Arab Spring uprisings have inspired repression in many countries as well as protests, according to international rights investigators.

People are still being locked up and tortured even in countries where governments have changes, leaders of the International Human Rights Federation said.

Nobel prize winner Aung San Suu Kyi of Myanmar highlighted the cases of Zimbabwe and China in a commentary for the Observatory for the Protection of Human Rights Defenders report.

In China, the government embarked on a “massive” security deployment to prevent “Jasmine gatherings” and censored the word “Jasmine” on the internet, Aung San Suu Kyi said in a foreword written with French rights experts Stephane Hessel.

Forty-six people were arrested and charged with treason in Zimbabwe in February for watching a video of protests in Egypt and Tunisia, they added.

The Arab Spring has led to new restrictions on “media and freedom of expression” in Bangladesh, China, North Korea, Iran, Laos, Malaysia, Nepal, Sri Lanka, Thailand and Vietnam, said the Observatory report.

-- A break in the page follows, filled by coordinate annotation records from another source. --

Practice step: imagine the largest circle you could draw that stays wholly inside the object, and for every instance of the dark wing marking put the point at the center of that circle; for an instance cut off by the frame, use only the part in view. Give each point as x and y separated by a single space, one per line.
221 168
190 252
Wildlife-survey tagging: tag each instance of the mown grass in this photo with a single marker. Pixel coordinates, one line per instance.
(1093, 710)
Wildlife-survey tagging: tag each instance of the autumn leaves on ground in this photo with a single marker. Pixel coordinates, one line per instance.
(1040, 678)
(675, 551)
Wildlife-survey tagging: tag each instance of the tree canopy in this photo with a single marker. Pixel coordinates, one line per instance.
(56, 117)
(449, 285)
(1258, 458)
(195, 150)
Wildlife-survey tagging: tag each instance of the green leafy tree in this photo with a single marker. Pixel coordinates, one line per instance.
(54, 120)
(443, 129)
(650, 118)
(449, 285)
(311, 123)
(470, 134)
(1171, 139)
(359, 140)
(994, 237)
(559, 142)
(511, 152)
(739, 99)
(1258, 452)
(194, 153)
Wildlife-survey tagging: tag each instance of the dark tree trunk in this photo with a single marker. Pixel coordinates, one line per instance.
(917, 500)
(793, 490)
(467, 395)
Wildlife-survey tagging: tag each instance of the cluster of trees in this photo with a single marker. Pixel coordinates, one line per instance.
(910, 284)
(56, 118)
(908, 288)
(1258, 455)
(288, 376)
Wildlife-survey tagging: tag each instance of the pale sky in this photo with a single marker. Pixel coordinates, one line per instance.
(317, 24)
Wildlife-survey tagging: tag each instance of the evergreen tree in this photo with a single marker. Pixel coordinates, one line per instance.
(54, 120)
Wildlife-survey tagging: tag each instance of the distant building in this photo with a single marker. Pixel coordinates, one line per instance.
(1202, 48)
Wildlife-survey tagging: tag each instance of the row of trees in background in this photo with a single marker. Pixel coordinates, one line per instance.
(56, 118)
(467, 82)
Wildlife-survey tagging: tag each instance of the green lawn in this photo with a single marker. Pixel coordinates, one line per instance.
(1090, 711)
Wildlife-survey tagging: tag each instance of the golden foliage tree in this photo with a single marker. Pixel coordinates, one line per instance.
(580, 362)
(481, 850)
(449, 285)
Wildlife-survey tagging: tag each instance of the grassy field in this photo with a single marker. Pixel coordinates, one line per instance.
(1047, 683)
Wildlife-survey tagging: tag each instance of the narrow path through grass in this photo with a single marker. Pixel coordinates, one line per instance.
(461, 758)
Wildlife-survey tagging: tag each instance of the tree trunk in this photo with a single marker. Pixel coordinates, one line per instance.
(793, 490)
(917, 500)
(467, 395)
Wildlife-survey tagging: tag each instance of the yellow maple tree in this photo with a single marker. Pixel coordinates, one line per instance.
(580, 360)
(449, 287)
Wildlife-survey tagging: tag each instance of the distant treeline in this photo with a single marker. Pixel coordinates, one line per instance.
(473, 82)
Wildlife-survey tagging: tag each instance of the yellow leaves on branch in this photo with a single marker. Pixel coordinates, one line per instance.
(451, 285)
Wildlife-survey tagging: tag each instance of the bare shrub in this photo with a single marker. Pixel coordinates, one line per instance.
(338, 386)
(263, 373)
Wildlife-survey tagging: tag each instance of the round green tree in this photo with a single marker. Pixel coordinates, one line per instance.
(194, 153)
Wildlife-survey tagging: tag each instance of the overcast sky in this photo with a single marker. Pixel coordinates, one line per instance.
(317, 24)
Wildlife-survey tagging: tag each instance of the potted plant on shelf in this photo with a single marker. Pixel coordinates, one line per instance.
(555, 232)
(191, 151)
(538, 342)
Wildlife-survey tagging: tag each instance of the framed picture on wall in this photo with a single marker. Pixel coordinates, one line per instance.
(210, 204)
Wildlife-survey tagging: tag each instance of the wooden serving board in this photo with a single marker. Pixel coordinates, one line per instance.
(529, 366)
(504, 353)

“Everything is done ... to control civil society and the media: Misappropriation of the legislative framework, increasing control over the funding of civil society organisations, including funds from international sources,” it added.

“In China, the detention of Liu Xiaobo and the censorship of any information about the winner of the 2010 Nobel Peace Prize illustrates the fate in store for defenders in this country,” the report said.

The Observatory called for stronger legal and other protection for human rights defenders, who include the heads of small farmers fighting for land rights, women battling sexual abuse as well as journalists and lawyers.

The report said that in Africa, elections are often the cause of violence and harassment.

Hundreds died and UN peacekeepers intervened after the Ivory Coast Presidential election in October last year. Less publicised, said the report, were restrictions on assembly and freedom of expression in Burundi, Djibouti, Ethiopia, Rwanda and Uganda.

Concern about the spread of the Arab uprisings prompted some leaders to ban demonstrations (Djibouti) while governments in Eritrea and Equatorial Guinea restricted information on the uprisings and carried out preventive arrests in Angola and Zimbabwe, said the report.

FIDH president Souhayr Belhassen, a Tunisian who took part in her country’s first post-uprising election on Sunday, said she remained worried about her nation and others, such as Syria and Bahrain, where protests are still going on.

“In Egypt, unfortunately, the revolution against a military head of state brought in soldiers as a replacement,” she told a press conference at the UN headquarters. Civilians, activists, journalists have all been brought before military courts.

“In Tunisia, I said I was happy about the elections, but the torture goes on. We have announced an investigation into the topic.” She said there had been arbitrary arrests and judicial decisions.

A group of Islamist Salafists who attacked a television station in Tunis on October 9 were held for one week and then released without charge for no reason, Ms Belhassen said.

“We talk about the Arab Spring, but it was just a very difficult exit out of winter,” she said.